Log the start of a batch execution over some queryset.

Parameters:
  • n_instances (int) – Number of instances in the queryset
  • log_level (int, optional) – Logging level to use, by default 20 (INFO)

See also

run()

log_filter_end(n_candidates: int, log_level: int = 20) → None

Logs the result of queryset filtering prior to execution.

Parameters:
  • n_candidates (int) – Number of execution candidates in queryset after filtering
  • log_level (int, optional) – Logging level to use, by default 20 (INFO)
log_filter_start(log_level: int = 20) → None

Logs the beginning of queryset filtering prior to execution.

Parameters:log_level (int, optional) – Logging level to use, by default 20 (INFO)
log_none_pending(queryset: django.db.models.query.QuerySet, log_level: int = 20) → None

Log an empty queryset of pending instances.

Parameters:
  • queryset (QuerySet) – Provided or generated execution queryset
  • log_level (int, optional) – Logging level to use, by default 20 (INFO)

See also

query_progress()

log_pending(existing: django.db.models.query.QuerySet, pending: django.db.models.query.QuerySet, log_level: int = 20) → None

Log the number of pending vs. existing instances.

Parameters:
  • existing (QuerySet) – Instances with existing runs
  • pending (QuerySet) – Instances pending execution
  • log_level (int, optional) – Logging level to use, by default 20 (INFO)
log_progress_query_end(queryset: django.db.models.query.QuerySet, existing: django.db.models.query.QuerySet, pending: django.db.models.query.QuerySet, log_level: int = 20) → None

Logs the execution progress query’s result.

Parameters:
  • queryset (QuerySet) – Full execution queryset
  • existing (QuerySet) – Instances with existing reults
  • pending (QuerySet) – Instances pending execution
  • log_level (int, optional) – Logging level to use, by default 20 (INFO)

See also

query_progress()

log_progress_query_start(log_level: int = 20) → None

Logs the beginning of queryset filtering prior to execution.

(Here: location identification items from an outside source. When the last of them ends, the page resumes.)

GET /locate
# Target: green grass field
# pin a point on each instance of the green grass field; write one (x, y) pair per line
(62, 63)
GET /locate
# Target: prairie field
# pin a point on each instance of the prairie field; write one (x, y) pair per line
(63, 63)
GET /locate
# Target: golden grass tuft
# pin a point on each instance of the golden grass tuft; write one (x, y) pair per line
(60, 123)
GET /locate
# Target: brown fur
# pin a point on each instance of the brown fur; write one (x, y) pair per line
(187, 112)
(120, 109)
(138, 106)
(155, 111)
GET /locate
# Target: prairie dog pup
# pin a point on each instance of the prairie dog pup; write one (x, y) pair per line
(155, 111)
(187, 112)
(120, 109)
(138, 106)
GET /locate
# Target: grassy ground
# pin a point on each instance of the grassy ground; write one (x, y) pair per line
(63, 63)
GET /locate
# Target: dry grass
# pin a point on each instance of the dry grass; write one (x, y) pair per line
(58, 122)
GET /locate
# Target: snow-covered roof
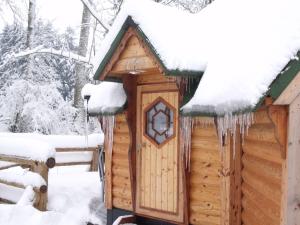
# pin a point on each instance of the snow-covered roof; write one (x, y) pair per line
(105, 98)
(241, 45)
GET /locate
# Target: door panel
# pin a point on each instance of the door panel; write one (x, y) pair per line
(159, 176)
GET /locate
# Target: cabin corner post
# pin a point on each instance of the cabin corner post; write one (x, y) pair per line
(108, 174)
(226, 180)
(130, 86)
(290, 213)
(279, 117)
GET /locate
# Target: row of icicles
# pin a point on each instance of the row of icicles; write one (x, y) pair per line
(226, 125)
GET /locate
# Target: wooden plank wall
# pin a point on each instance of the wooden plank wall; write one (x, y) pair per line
(261, 174)
(121, 186)
(205, 180)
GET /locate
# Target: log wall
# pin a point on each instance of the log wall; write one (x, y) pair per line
(261, 173)
(205, 180)
(121, 186)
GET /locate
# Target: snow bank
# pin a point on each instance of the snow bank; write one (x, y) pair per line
(22, 176)
(73, 199)
(60, 141)
(241, 45)
(26, 148)
(106, 97)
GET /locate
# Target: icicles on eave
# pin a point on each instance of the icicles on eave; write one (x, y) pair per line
(108, 124)
(225, 125)
(186, 127)
(228, 124)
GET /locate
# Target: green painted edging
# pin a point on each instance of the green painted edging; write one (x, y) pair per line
(130, 23)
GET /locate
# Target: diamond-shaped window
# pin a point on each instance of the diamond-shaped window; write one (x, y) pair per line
(160, 122)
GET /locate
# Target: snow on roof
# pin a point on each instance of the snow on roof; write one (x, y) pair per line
(106, 97)
(242, 45)
(60, 141)
(26, 148)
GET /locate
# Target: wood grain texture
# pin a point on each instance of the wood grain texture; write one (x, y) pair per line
(262, 172)
(120, 169)
(204, 179)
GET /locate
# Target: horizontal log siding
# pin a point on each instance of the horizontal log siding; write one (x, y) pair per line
(261, 174)
(121, 186)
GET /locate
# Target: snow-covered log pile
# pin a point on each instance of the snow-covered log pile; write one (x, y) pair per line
(22, 178)
(14, 149)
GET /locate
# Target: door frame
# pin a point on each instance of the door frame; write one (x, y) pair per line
(179, 216)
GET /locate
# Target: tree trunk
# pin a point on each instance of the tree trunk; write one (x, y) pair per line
(30, 35)
(80, 69)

Parameters:log_level (int, optional) – Logging level to use, by default 20 (INFO)

See also

query_progress()

log_run_start(log_level: int = 20) → None

Logs the beginning of the run() method’s execution.

Parameters:log_level (int, optional) – Logging level to use, by default 20 (INFO)

See also

run()

node

Returns the required execution node.

Returns:Node to be executed
Return type:Node
query_analysis() → django_analyses.models.analysis.Analysis

Returns the analysis to be executed.

Returns:Executed analysis
Return type:Analysis
query_analysis_version() → django_analyses.models.analysis_version.AnalysisVersion

Returns the analysis version to be executed.

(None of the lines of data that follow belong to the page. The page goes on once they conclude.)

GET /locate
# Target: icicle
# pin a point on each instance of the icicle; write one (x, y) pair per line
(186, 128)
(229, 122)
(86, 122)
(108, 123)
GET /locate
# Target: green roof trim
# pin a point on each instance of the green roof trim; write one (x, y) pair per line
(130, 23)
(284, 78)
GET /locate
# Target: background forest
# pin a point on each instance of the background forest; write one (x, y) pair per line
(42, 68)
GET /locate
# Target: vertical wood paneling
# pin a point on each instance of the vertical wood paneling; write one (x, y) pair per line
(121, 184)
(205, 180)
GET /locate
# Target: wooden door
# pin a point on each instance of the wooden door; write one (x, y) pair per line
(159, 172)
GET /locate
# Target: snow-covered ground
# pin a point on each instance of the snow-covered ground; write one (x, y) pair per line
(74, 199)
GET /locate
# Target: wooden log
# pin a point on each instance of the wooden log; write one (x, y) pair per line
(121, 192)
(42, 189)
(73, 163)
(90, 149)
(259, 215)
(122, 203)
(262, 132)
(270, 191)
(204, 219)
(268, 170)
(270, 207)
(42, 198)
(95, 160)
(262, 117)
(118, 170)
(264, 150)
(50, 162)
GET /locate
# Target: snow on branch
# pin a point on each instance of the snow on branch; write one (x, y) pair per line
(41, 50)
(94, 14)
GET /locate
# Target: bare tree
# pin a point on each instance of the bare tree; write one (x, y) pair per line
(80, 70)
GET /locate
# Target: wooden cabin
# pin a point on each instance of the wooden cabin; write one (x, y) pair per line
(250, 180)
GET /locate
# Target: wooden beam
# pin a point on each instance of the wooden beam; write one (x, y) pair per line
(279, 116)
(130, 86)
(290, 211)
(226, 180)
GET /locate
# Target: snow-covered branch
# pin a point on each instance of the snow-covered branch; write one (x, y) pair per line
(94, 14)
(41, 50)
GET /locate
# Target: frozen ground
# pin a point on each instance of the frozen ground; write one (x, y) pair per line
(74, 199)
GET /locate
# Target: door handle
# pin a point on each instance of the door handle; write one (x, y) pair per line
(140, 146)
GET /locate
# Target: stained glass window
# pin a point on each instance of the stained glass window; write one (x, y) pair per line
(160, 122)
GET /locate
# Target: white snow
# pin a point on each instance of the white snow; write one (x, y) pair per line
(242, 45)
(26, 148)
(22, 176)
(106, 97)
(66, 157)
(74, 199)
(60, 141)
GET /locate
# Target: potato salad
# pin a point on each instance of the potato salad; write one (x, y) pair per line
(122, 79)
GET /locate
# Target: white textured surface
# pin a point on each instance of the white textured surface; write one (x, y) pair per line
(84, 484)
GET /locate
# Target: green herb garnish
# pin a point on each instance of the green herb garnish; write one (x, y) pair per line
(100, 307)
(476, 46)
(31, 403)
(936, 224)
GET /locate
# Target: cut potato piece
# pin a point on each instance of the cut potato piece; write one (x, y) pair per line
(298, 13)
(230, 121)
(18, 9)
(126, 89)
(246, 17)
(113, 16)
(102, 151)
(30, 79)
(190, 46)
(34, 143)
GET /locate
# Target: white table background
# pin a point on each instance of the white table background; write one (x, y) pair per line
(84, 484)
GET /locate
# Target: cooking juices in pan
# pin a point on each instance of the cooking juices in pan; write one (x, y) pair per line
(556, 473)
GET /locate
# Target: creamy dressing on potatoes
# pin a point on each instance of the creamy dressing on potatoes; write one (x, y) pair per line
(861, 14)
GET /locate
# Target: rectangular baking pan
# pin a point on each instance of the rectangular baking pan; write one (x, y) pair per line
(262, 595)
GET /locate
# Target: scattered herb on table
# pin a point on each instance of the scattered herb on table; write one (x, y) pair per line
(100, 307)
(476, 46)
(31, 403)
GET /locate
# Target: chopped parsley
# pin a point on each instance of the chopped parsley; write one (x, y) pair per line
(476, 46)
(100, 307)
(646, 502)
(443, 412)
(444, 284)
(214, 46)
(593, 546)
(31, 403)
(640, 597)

Returns:Executed analysis version
Return type:AnalysisVersion
query_input_definition() → django_analyses.models.input.definitions.input_definition.InputDefinition

Returns the input definition which corresponds to the queryset instances.

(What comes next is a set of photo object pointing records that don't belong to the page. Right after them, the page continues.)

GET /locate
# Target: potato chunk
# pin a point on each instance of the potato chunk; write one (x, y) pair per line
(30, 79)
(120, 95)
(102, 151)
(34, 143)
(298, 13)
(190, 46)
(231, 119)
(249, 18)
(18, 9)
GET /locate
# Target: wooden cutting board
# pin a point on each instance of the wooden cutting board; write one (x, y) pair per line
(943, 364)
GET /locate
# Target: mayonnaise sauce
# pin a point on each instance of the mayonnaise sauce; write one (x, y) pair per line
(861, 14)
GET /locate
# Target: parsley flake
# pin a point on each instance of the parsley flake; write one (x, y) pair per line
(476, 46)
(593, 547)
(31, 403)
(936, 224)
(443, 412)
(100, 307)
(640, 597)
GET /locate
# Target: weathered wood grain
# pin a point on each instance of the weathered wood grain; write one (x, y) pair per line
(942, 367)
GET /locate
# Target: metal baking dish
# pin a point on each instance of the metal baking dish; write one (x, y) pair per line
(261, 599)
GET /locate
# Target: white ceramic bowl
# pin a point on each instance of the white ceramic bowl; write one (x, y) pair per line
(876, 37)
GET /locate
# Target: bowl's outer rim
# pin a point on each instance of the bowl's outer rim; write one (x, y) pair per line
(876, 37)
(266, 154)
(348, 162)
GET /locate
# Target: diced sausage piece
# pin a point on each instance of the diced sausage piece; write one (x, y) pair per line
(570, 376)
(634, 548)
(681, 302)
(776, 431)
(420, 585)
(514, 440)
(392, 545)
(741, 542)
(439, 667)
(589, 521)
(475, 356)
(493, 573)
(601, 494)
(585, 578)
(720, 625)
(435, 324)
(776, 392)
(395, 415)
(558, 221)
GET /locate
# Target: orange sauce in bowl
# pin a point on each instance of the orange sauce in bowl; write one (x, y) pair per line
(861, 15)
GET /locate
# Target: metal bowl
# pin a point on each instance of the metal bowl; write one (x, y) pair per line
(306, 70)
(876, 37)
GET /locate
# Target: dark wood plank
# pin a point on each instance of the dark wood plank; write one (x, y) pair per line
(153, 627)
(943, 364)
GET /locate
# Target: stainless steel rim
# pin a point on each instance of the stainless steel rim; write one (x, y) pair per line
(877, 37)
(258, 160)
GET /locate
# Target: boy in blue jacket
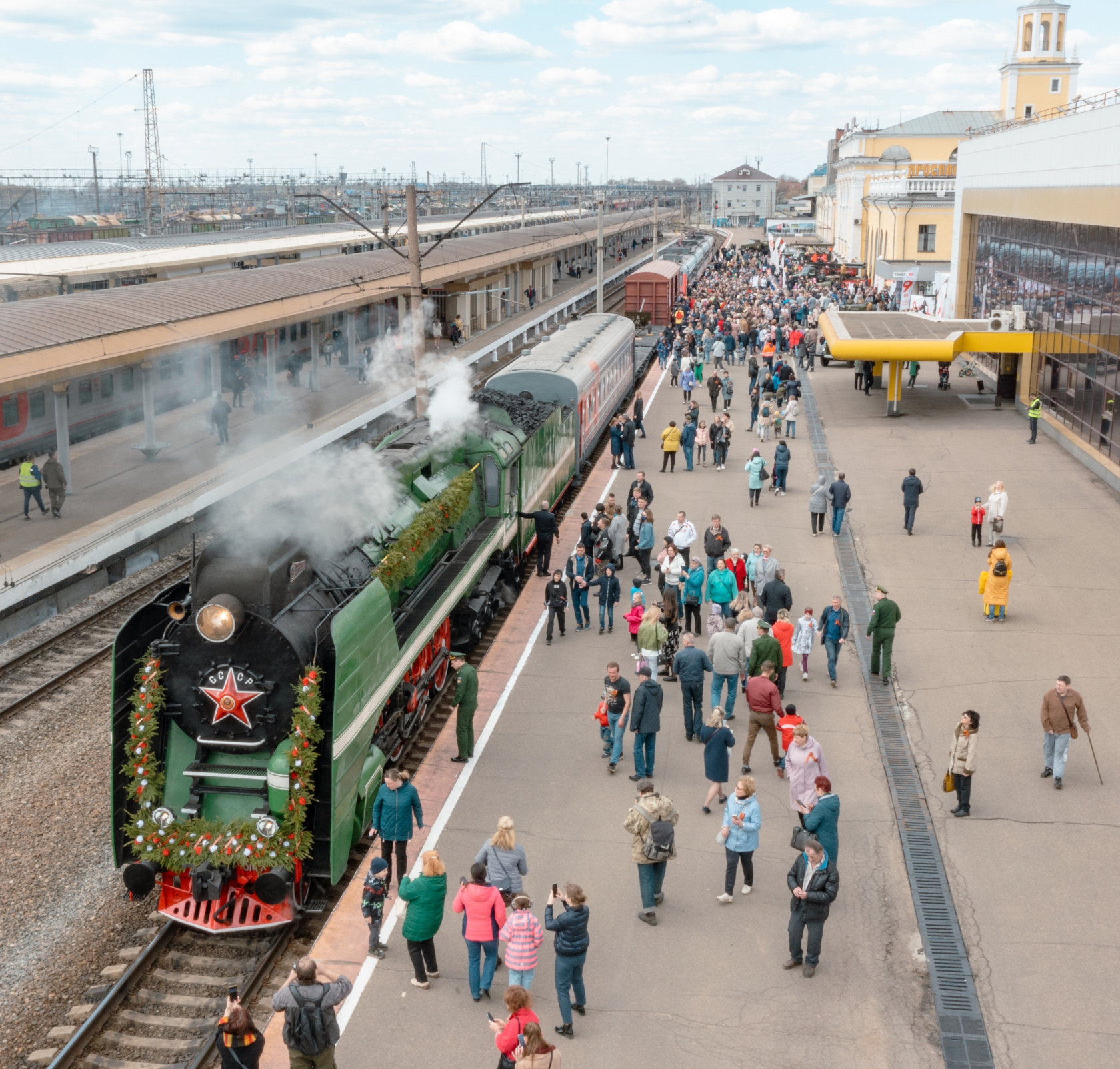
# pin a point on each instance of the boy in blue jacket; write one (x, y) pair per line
(609, 596)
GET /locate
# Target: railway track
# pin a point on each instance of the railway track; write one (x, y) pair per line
(157, 1008)
(35, 674)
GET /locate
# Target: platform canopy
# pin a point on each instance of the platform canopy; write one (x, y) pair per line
(906, 335)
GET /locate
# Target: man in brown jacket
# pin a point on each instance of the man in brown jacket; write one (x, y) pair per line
(1062, 708)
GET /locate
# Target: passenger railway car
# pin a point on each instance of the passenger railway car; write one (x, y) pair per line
(257, 703)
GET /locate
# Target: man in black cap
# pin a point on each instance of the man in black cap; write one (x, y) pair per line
(881, 628)
(545, 522)
(466, 702)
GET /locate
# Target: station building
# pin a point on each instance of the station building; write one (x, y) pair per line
(743, 196)
(894, 195)
(1037, 227)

Returns:Instance input definition
Return type:InputDefinition
query_input_set(log_level: int = 10) → django.db.models.query.QuerySet

Returns a queryset of existing Input instances of the execution node.

Parameters:log_level (int, optional) – Logging level to use, by default 20 (INFO)
Returns:Existing inputs
Return type:QuerySet
query_progress(queryset: django.db.models.query.QuerySet = None, apply_filter: bool = True, log_level: int = 20, progressbar: bool = True) → Tuple[django.db.models.query.QuerySet, django.db.models.query.QuerySet]

Splits queryset to instances with and without existing runs. If no queryset is provided, generates the default execution queryset.

Parameters:
  • queryset (QuerySet, optional) – Queryset to split by run status, by default None
  • apply_filter (bool) – Whether to pass the queryset through filter_queryset() or not
  • log_level (int, optional) – Logging level to use, by default 20 (INFO)
  • progressbar (bool, optional) – Whether to display a progressbar, by default True
Returns:

Existing, Pending

Return type:

Tuple[QuerySet, QuerySet]

run(queryset: django.db.models.query.QuerySet = None, max_total: int = None, prep_progressbar: bool = True, log_level: int = 20, dry: bool = False)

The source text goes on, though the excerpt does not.